In the top floor ballroom, the Yemen Blues group appeared for the third time in New York in a year. For those who have never seen them with lead-singer, the charismatic reedy-voiced Ravi Kahalani, their performance is a testimonial of great Israeli musicianship. The bassist and arranger, Omer Avital, who anchored the group on electric bass and oud, spent months according to Mr. Kahalani, figuring out how to help create the unusual amalgam of sound to back Mr. Kahalani’s songs: chamber-music strings, Afro-Latin percussion, and jazz horns and flute. With intense absorption, he paced, wiggled, and shimmied across the stage as if possessed, grabbed the microphone to wail away, and the room was throbbing with sweaty, ecstatic dancers.

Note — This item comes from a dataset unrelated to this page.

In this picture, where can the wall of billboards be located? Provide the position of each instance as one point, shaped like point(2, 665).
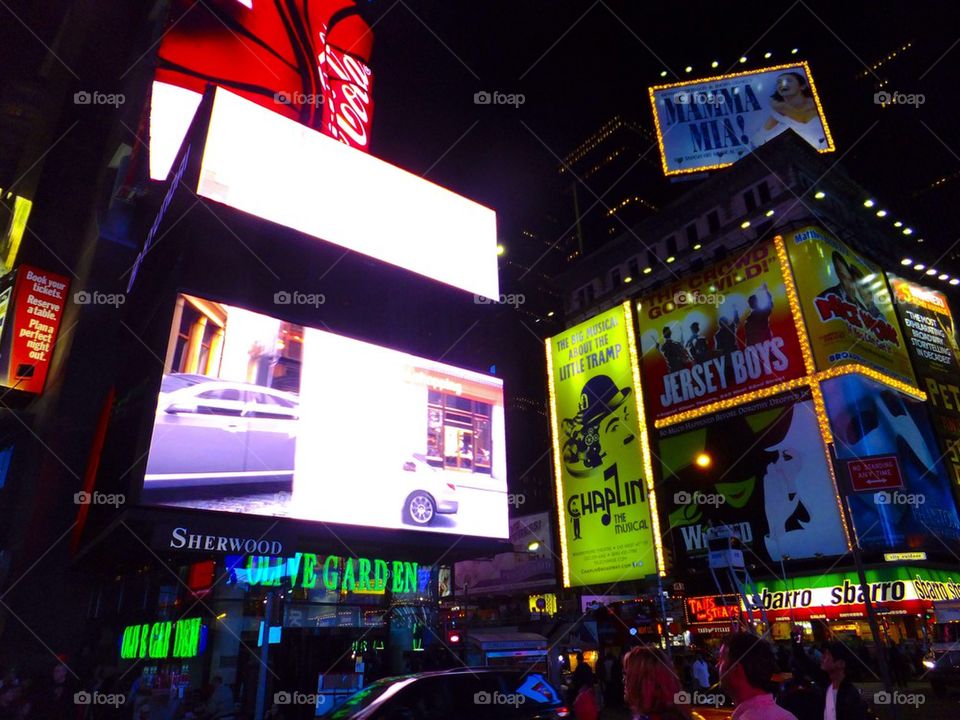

The Silk Road Ensemble, the brain-child of Yo-Yo Ma, later filled the stage with a collective orchestra of 14 musicians: classical strings – violin, viola, bass, cello, pipa, traditional percussions – darbouka, cajon, tabla, winds – a Galician bagpipe, shakuhachi, and sheng. The consortium has vowed to carry on the centuries-old exploratory musical voyage along the ancient trade routes. Theirs is a fine intersection and meeting up of international virtuosic musicians, many based in New York, who are captivated by the world’s musical traditions. As they traversed Spain, India, Sicily, and Asia, they spun forth remarkably good improvisational dialogues, as if savoring scented musical teas together, and then, moved on in their endless journey.
The music and dancing continued at the globalFEST afterparty in Joe’s Pub. DJ Warp, aka Brian Keigher, was onstage at the turntable. Mr. Keigher has served as Senior Program Manager since 2003 with the Chicago Department of Cultural Affairs and the Chicago Office of Tourism and Culture, where he helped organize city-wide music events, including the city’s World Music Festival. Well-known for his considerable knowledge of world music, jazz, electronica, indie rock, and jazz, he is a popular local conduit for bringing DJ culture and electronic music into the fold of the world music scene. DJ Warp was a global musical treat for moving feet. His set mix featured dance tracks from Orchestre Poly-Rythmo De Cotonou, Beats Antique, La Yegros, Omar Souleyman with Bjork, Khaira Arby, Bucovina Club vs. Taraf de Haidouks, and Cheb i Sabbah, mixed with new unreleased music gems from ZZk records, Cumbancha, Karsh Kale and more.